One of these human sandwiches remarked to me that the boards were a little uncomfortable in the Summer, but the two made a mighty good overcoat in the Winter.
And as if there was not enough of it already, an enterprising Yankee is here with a steam whale, ninety feet long, spouting water sixty feet high, the machinery and crew concealed in the boat on which it rests, which is to ply up and down the beautiful Thames, bearing upon either side the announcement of a liver pill. The proprietor gives him ten thousand dollars for the use of it for the season, and bears all the expenses of running it. It is very like a whale, and as it attracts much attention will doubtless pay a handsome profit to the man by whom it has been engaged.
The papers are full of such advertising, the only difference between England and America being that the advertisements here are more elegantly written, and couched in really superior English which ours are not, always. The English shoemaker who turns doctor, employs the best literary talent at command to write his announcements, and he pays more liberally than the magazines do the same men. Many a London writer, struggling for fame and a place in literature, makes a handsome addition to his slender income by going into the service of these patent medicine vendors.

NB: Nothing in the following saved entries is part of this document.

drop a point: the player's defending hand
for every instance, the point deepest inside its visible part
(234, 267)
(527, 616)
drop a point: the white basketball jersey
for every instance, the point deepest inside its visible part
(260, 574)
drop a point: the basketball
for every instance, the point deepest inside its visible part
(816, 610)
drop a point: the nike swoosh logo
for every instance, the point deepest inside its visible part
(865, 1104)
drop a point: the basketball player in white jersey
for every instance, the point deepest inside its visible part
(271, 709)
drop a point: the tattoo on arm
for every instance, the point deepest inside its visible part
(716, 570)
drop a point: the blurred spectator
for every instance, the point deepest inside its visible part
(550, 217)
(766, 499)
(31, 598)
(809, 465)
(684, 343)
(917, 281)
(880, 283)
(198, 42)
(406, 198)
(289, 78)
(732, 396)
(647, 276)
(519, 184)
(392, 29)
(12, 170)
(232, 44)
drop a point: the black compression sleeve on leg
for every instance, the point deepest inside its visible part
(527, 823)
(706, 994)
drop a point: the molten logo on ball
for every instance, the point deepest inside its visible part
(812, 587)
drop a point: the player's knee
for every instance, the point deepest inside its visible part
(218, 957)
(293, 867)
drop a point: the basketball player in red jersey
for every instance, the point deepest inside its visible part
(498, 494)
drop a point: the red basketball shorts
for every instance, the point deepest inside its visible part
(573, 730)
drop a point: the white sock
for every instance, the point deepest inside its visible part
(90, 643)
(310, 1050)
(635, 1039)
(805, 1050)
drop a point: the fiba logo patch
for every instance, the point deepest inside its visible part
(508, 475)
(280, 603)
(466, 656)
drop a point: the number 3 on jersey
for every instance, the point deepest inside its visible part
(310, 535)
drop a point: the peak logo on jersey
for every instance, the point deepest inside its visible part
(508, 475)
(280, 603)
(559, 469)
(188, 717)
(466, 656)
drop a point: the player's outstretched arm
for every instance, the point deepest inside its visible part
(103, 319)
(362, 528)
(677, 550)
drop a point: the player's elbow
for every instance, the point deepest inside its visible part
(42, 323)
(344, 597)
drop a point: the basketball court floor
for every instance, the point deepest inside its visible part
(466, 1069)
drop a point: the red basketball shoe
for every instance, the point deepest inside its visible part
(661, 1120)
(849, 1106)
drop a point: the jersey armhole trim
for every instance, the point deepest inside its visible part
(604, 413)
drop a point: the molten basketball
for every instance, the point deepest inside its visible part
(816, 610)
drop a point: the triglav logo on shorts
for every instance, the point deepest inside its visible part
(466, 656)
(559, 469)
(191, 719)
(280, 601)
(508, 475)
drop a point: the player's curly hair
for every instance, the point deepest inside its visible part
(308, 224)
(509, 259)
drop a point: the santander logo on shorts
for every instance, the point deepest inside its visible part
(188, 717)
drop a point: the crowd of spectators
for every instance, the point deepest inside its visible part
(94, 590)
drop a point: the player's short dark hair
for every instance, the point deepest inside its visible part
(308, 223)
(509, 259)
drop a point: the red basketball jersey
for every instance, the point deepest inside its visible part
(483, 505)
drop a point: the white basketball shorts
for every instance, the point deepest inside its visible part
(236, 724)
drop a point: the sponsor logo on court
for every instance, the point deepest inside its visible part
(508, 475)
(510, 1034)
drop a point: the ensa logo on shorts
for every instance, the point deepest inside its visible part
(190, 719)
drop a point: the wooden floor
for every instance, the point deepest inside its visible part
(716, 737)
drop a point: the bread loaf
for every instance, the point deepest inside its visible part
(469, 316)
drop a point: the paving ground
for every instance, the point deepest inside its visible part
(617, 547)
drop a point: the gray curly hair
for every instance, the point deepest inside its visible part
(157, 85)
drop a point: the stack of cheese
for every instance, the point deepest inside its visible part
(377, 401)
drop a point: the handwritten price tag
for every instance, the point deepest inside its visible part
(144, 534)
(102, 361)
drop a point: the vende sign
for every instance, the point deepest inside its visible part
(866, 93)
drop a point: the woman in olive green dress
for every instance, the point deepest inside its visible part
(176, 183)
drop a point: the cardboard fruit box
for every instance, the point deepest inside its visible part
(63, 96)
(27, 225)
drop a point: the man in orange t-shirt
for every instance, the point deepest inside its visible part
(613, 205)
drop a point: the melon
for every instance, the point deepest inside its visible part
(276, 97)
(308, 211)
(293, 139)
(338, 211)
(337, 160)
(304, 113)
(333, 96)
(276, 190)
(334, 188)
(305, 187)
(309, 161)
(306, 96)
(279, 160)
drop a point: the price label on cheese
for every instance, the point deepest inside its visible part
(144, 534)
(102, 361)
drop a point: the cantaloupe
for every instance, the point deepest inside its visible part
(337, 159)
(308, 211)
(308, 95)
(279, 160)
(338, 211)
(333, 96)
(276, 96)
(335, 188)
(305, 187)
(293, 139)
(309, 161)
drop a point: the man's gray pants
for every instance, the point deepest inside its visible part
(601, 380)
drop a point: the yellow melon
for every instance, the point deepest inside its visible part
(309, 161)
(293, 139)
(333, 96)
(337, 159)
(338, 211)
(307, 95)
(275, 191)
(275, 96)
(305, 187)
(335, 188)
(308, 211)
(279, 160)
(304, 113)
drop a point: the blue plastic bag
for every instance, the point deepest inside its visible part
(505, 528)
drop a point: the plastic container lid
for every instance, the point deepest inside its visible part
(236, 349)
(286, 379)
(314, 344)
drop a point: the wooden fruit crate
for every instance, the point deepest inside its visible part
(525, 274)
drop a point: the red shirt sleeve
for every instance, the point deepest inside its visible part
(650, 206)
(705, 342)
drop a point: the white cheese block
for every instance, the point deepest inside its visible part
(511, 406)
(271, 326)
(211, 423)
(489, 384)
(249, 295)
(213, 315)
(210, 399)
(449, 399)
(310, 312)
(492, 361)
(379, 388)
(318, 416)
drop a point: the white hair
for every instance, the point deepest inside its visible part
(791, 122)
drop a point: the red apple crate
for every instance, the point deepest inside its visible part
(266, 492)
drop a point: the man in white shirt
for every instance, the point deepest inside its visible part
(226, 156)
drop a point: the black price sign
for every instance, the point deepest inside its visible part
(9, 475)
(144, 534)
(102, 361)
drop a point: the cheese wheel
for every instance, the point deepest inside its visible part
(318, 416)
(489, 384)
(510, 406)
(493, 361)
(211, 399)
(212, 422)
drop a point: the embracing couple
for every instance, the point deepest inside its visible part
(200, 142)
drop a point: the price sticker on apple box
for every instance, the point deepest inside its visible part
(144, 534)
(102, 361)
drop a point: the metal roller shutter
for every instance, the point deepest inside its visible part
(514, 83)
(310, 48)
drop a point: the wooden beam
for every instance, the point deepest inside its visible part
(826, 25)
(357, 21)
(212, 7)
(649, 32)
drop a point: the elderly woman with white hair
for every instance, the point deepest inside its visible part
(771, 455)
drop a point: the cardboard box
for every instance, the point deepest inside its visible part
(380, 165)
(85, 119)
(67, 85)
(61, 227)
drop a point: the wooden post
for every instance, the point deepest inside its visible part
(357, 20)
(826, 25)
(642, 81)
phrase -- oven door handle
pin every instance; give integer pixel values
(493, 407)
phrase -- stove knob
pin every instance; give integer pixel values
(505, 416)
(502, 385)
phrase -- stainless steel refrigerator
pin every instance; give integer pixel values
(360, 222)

Nearly all of them succeed. The British public are a medicine-taking people by nature. There are not many diseases upon the island naturally, but the inhabitants create a very large number by their habits. The universal use of beer--and vile stuff it is--is not conducive to general health, and the Englishman is about the heartiest eater on the globe. He is more than hearty--he verges very closely upon the gluttonous. Consequently he needs medicines, and the manufacturers adapt themselves to the market. There are more than a thousand "after dinner pills," warranted to correct all the effect of "over-indulgence at the table," which means that it will do something toward keeping up a man who eats about four times what he ought to, and drinks enough every year to drive an American or Frenchman into delirium tremens.
The market for these goods is world-wide, and enormous fortunes are amassed. I must say, however, that the trade is not in the best repute. Many brewers have been knighted, but no patent medicine man. In the matter of ennobling people the line must be drawn somewhere. Dickens' barber drew it at the baker--the English draw it at the brewer.